Zwar ist offenbar nichts Ärgeres passiert (zumindest keine Knochenbrüche) aber starke Prellungen an Hüfte und Schulter.
An ein Weiterfahren ist gar nicht mehr zu denken. Also wird der Sturzpilot samt Fahrrad im WoKi verstaut, wozu hat man schließlich ein Servicefahrzeug.
Die 27 km bis Pradamano radelt Toni alleine und wir erwarten ihn beim Agritourismo Masarotti, wo wir uns bei dem Weingut aufstellen und im Schatten seines hübschen Gartens das wohlverdiente Bier genießen – der Weinbauer hat eh nicht hergeschaut 😉
Hier werden die Wunden geleckt und beratschlagt, wie es weitergehen könnte. 48 km lang war die heutige Tagesetappe, jedenfalls für Wolfgang.
Das Weingut hat noch geschlossen, sperrt aber um 18h auf und hat dann friaulische Spezialitäten und natürlich besten Wein für uns.
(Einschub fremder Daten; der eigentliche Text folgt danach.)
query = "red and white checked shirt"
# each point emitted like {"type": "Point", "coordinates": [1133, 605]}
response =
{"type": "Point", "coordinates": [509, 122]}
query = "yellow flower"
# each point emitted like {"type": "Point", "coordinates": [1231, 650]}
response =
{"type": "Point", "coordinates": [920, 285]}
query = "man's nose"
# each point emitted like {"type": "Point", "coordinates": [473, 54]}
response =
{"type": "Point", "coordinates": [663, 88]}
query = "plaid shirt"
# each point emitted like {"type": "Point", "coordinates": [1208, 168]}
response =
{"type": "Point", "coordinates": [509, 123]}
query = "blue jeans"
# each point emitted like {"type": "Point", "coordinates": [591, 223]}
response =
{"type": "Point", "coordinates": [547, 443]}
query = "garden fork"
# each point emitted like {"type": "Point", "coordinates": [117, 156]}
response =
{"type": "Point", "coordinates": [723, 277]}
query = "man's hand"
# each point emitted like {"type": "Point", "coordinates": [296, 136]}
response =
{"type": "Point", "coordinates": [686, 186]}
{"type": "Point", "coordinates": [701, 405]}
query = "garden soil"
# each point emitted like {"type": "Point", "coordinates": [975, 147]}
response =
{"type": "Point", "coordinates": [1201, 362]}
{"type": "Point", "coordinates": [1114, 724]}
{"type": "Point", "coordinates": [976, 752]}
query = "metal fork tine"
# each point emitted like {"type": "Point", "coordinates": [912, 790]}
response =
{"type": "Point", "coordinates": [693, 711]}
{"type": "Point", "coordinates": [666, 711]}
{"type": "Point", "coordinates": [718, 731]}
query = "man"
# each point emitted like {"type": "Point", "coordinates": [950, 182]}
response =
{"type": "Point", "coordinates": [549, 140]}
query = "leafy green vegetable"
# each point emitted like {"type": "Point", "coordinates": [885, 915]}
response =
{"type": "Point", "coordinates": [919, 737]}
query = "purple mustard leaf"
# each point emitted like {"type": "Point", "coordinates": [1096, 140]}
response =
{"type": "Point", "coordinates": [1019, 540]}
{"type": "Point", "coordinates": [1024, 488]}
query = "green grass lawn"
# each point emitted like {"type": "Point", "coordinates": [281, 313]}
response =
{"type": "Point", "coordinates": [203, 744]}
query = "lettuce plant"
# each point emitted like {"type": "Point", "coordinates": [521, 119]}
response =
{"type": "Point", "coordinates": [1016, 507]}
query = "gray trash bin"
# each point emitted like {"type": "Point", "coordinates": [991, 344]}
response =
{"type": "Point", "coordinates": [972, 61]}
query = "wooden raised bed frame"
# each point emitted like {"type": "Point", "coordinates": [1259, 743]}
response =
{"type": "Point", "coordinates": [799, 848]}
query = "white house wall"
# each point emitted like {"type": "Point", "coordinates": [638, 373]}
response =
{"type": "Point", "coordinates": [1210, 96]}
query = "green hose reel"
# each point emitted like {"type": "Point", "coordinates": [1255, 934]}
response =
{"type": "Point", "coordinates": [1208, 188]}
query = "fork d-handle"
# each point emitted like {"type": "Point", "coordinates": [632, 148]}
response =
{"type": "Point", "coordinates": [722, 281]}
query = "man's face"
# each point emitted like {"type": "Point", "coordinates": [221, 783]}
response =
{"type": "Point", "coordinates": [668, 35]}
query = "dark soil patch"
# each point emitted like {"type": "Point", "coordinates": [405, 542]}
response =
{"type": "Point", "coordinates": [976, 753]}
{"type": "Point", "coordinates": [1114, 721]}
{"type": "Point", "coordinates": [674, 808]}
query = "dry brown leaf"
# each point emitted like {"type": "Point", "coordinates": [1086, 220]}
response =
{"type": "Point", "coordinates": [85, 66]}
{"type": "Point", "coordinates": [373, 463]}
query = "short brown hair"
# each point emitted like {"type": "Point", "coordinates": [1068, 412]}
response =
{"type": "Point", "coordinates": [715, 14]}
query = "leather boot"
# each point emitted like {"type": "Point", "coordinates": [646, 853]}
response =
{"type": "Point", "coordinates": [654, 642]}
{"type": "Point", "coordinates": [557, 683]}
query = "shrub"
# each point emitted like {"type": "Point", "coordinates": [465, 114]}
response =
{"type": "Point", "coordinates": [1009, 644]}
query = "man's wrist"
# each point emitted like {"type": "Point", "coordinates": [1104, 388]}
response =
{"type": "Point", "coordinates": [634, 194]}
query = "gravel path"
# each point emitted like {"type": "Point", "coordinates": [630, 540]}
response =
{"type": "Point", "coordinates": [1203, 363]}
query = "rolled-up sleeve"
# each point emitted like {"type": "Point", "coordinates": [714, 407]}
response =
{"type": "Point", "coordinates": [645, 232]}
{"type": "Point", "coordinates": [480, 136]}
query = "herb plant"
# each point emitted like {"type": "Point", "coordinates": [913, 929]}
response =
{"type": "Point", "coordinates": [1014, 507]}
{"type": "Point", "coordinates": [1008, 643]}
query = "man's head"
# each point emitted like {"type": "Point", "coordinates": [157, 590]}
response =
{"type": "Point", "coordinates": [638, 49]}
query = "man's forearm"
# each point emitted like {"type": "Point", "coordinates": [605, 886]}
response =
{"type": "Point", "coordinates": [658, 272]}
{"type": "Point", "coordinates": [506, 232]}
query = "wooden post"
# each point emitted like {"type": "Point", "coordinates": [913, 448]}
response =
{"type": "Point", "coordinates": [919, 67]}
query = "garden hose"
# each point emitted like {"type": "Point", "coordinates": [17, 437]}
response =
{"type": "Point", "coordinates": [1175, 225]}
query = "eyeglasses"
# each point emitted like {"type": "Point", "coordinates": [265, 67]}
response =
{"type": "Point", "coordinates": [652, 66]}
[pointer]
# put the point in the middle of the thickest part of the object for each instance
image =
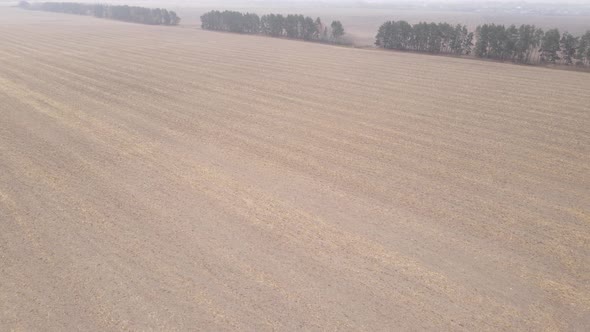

Auch ein Zimmer für den Toni.
Das versöhnt, hebt die Stimmung und macht zuversichtlich.
Wir werden überaus köstlich bewirtet mit feinstem Prosciutto, herzhaftem Käse und hausgemachter Frittata. Dass der Wein traumhaft gut geschmeckt hat, muss ich wohl nicht extra erwähnen.
Wein und gutes Essen haben die Wirkung nicht verfehlt, Wolfgang ist am nächsten Morgen wieder guter Dinge und steckt voll Tatendrang, eine echte Kämpfernatur – die Flora übrigens auch!
Die Fahrt geht also weiter, heute bis Grado, mit Zwischenstop in Palmanova und Aquileia.
Der Radweg ist nett angelegt, zwischen Weingärten und bäuerlichen Betrieben geht es in die historische Altstadt von Palmanova.
So sehen Helden aus 😉
Aquileia ist ein Muss für Geschichtsinteressierte, trotz Gluthitze. Man wandelt auf den Spuren der Römischen Kaiserzeit.
In der mittelalterlichen Basilika von Aquileia befindet sich das bedeutendste frühchristliche Fußbodenmosaik Italiens und die vielen archäologischen Ausgrabungsstätten haben Aquileia zum UNESCO Weltkulturerbe gemacht.
Flora und ich versuchen derweil in Grado einen CP zu finden, der Hunde akzeptiert.
Beim 3. Platz habe ich Erfolg, Punta Spin, ein riiiiesiges Camper-Areal.
Das behagt mir zwar gar nicht und auch die Tatsache, dass ich rundherum nur höre: „Seavas griaß di, bist aa do….“
Der Hausmeisterstrand????
Aber der junge Mann versichert mir, dass man hier sehr hundefreundlich ist, sogar einen eigenen Hundestrand gibt es. Na dann fress ma halt de Krot!
Einen Platz in erster Reihe kann ich auch noch ergattern, obwohl ja das verlängerte WE zu Fronleichnam ist, da bin ich für’s erste zufrieden.
Aufstellen, Kaffe trinken – und Prosecco. Logisch, muss ja auf meinen Helden anstoßen!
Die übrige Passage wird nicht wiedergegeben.